Durante as primeiras semanas de janeiro, nem a Organização Mundial de Saúde anteviu que o vírus se podia transmitir entre humanos e que se poderia disseminar-se à escala mundial — atualmente, com mais de 310 milhões de casos e 5,5 milhões de mortes conhecidos — e só declarou tratar-se de uma situação de emergência mundial a 30 de janeiro.
Por essa altura, Wuhan já estava totalmente confinada há uma semana, desde dia 23, para tentar conter a disseminação do vírus e assim ficou até junho. Um ano depois, os cidadãos de Wuhan festejavam e conviviam como se o vírus não tivesse surgido ali, mas a estratégia da China continua a ser a de “zero Covid”. Ainda no mês passado, a cidade de Xi’an fechou em cada cerca de 13 milhões de pessoas — mais do que o total da população portuguesa fechada numa cidade — levando muitos habitantes a ficarem sem comida e medicamentos, lembra a DW.
Há dois anos que as cidades e regiões chinesas enfrentam confinamentos severos e testagem em massa da população, sempre que surgem novos casos, com o objetivo de controlar completamente a transmissão do vírus — uma estratégia que nenhum outro país conseguiu (ou quis) igualar. O país está praticamente isolado do mundo, com as viagens de e para a China reduzidas ao mínimo essencial mesmo com mais de 80% da população vacinada.
A origem do vírus continua a ser desconhecida
Ao fim de mais de dois anos desde os primeiros casos de Covid-19, ainda antes de a doença ter nome, a origem do vírus continua a ser uma incógnita. O mercado de Wuhan pode não ter sido a origem do surto, mas somente um local que proporcionou uma maior disseminação.

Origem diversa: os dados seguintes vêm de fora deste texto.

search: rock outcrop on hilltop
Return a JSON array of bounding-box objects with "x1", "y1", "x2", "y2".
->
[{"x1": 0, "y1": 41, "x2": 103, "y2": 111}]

A hipótese de que o vírus esteja relacionado com o Instituto de Virologia de Wuhan ainda não foi descartada totalmente, apesar de ter sido sempre refutada pela China e não ter sido confirmada pela a OMS. Há um ano, a OMS tentou fazer uma investigação sobre a origem do vírus que foi altamente condicionada pelas autoridades chinesas e o relatório final muito contestado.
E se um dos cientistas de Wuhan tiver trazido o coronavírus do trabalho de campo sem saber?
Ao fim de tanto tempo — e com tantos bloqueios da China — é pouco provável que se consiga encontrar este rasto perdido, mas talvez nem seja importante. Há um ano, Diana Bell dizia que o mais importante não é perceber a origem de vírus específicos, porque o problema geral está identificado.
“Não precisamos de conhecer a fonte, só precisamos de parar aquela mistura de animais nos mercados”, disse a especialista em doenças da vida selvagem na Universidade de East Anglia à France24. “Precisamos de parar o comércio de animais selvagens para consumo humano”.